The symmetric key is exported in an encrypted form. It is encrypted based on the recipient's public key and decrypted using the appropriate private key. This means that the sender of the symmetric key must have the recipient's public key in advance.

Select the symmetric key to be transmitted in the Key Management window of the sender's SHIPKA and click the Export button (the key with the green minus). Select the public key received from the SHIPKA of the symmetric key recipient in the Symmetric Key Export window in the field "Select a public key to export the symmetric key" (otherwise the recipient will not be able to decrypt it, and SHIPKA will display an error message). Click the Import button (the key with the red plus) in the Key Management window of the recipient's SHIPKA. The window for selecting a key from the keys found in the folder will be displayed (if you have saved the key in a folder which is different from the default one, please specify the necessary folder). Encrypted symmetric keys are saved to sessionkey.bin file by default. This filename (session key) is related to the fact that it is recommended to encrypt only one communication session. It is advisable to generate a new key to be used the next time for safety purposes. The recipient's SHIPKA automatically finds the public key required for decryption in the respective field of the Symmetric Key Import window. There is a field to describe the key in the bottom right-hand part of the window. It is expedient to provide the key with a clear description in order not to confuse it with other symmetric keys and not to jeopardize communication.

To enable the key transfer to another device, mark the key as exportable during its generation. Exportable keys are transferred outside only in a protected form, and keys that are marked as non-exportable will never leave the device.

The key the user plans to operate with is selected with the light pen. It can be seen in the pictures that when you have selected an exportable key the Export button (the key with the green minus) is active while when you have selected a key which is marked as non-exportable, the button is inactive (the icon becomes dim and the mouse cursor does not respond). If you have selected a private key (even if it is marked as exportable), the button is inactive because SHIPKA will never export private keys.

Keys never leave the device in the course of cryptographic calculations as well: the SHIPKA processor that is active and independent of the computer handles the process in full, and keys will never get in the computer random access memory.

Storage and deletion

There are two individual memory units in the SHIPKA PCDST: inside the processor and outside the processor (but also within the device).

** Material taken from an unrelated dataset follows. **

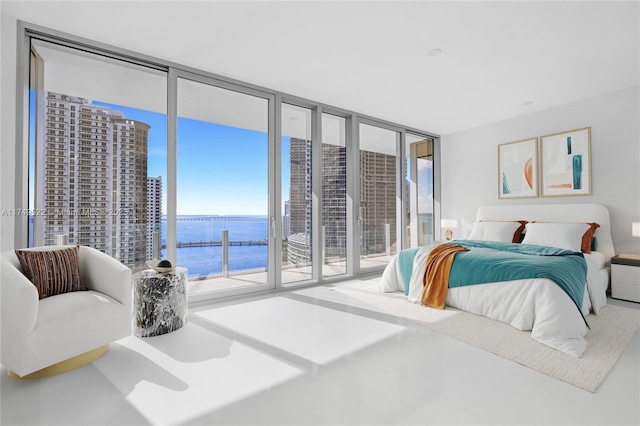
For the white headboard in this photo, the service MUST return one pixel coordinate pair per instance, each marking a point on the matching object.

The user's keys are stored in the file system of the SHIPKA external memory in an encrypted form. It is impossible to get access to the keys as file system objects, which means you can neither read the key file as a data file (see the code in the file) nor save any data to it as in a file (i.e. corrupt the key) or delete it as a file. Keys stored in the SHIPKA PCDST can be used only in strict compliance with the documented functions and using special SHIPKA software.

Of course, this does not mean that all keys that are not needed any more will remain in memory forever occupying its free space. The SHIPKA owner can delete keys, key pairs and certificates using the Key Management (in "File encryption and signature") and Certificate Viewer utilities, respectively.

Keys used to encrypt the user's keys are stored in the memory of the SHIPKA processor. In theory, it is possible to get access to data stored in the memory. However, this is a very complicated and expensive task, which nearly always results in complete destruction of the memory and data loss. Therefore, this key storage system can be considered to be quite reliable.